In trading, sentiments offered by other investors are traders are very important in determining the market moves. This is simply because any person trading the market has his own opinion on the future price of the shares, currencies, or commodities. At times, the majority of the traders might be wrong while at other times, they might be correct. These market participants include: the commercial traders (hedgers), non-commercial traders, and retail traders. The Commitment of Traders (COT) report is released on a weekly basis and is used by traders to evaluate the general outlook of the market.
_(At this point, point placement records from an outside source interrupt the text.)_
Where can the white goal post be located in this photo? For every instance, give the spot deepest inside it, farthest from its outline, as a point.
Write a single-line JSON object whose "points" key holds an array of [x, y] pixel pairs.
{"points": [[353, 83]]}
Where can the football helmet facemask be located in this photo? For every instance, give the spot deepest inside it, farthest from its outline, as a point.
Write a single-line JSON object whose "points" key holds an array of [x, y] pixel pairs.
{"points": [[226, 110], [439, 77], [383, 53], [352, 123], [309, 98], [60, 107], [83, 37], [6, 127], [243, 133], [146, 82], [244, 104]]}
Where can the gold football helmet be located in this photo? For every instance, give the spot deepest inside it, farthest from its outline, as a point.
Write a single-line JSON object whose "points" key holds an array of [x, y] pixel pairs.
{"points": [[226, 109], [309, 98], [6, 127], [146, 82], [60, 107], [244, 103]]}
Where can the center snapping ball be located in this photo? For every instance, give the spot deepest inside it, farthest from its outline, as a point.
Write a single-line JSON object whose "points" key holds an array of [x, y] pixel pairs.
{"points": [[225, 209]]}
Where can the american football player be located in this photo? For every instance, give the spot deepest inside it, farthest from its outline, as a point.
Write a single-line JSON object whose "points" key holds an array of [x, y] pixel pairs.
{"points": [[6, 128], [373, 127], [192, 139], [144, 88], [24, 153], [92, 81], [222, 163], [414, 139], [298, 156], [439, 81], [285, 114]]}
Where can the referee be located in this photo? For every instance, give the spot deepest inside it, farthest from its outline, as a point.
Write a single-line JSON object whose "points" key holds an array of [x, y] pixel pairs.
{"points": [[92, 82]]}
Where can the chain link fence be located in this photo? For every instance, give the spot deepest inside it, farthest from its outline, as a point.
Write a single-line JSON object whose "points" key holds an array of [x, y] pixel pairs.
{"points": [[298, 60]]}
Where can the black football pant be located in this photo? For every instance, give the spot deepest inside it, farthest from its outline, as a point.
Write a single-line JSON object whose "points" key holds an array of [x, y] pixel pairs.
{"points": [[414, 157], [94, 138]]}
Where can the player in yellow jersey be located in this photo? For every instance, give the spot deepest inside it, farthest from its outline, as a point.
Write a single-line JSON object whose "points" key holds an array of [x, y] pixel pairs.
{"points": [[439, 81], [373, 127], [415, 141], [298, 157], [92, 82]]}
Personal sentiments matter
As stated above, these sentiments are important but not always satisfactory to traders. For instance, assuming that 80% of the market participants believe in going long EURUSD, and then something significant such as an interest rate decision is announced, then the minority will have their say. The key thing here is for investors and traders to believe in their analysis and their opinions. Before entering, exiting or holding a particular asset, it is important to conduct a good analysis, based on the fundamental or technical indicators. If you believe that the EURUSD will go up, then you should go long regardless of what the COT report says. In fact, many investors have lost a lot of money by following these sentiments. In COT, hedgers, who are also known as the commercial traders’ intention is to shield themselves against a sudden unexpected price movement on an asset. For instance, if a sudden interest rate decision is made, the fact is that the market will react suddenly and many people will lose money. To avoid this situation, the commercial traders will always put in place measures to protect their money. In many cases, the hedgers are usually very bullish when the market is at the lows and very bearish when an asset is trading in the highs. When it’s at the lows, they believe that chances are high that the market will undergo a reversal. Investment banks and large hedge funds are also put in this category because they want to protect themselves from these sudden changes. On the other hand, large speculators or non-commercial institutions are never interested in holding an asset. Their goal is to enter a market, make a good profit and exit immediately. They are different from hedgers who want to hold an asset for a few months or years. The goal of the large speculators is to identify a trend and then bet that the trend will go on and then enter the position. These individuals and companies mostly participate in the futures markets because they have huge sums of money. For this reason, in checking the Commitment of Traders, the decisions that they make are critical and have a huge chance of moving the market. In addition, they commonly use the moving averages to study the trend. Finally, the retail traders are the smaller market participants who are mostly on the wrong side of the market. Their sentiments are never all that essential to the market meaning that they can’t move the market.
How to interpret the COT report
To explain this section, I will use the chart below.
To start, I recommend that you ignore the commercial and the retail traders since their actions are not very significant. From the chart, it is clear that the EURUSD pair was on a steady decline in the beginning part of 2008. At the same time, when the increased short positions from the non-commercial traders reduced, the currency pair also decline. Mid-September, the net short positions of the pair went to a 1-low. Afterwards, investors went bullish as the non-commercial traders started buying the pair. The same happened in November when the non-commercial trader’s sentiments changed. In conclusion, it is important to note that the sentiments from the non-commercial traders will not always be correct. Many times, the market has gone against their opinions. A good example happened early this year when the Swiss National Bank (SNB) removed the currency peg. This was a sudden move, one which nobody had anticipated. The market reaction was severe to most investors who had traded the Swiss dominated currencies. Therefore, the key to success when using the COT model is to understand when the extremes have been reached and then make the entry or exit decision. You should use stop losses to limit the losses you make.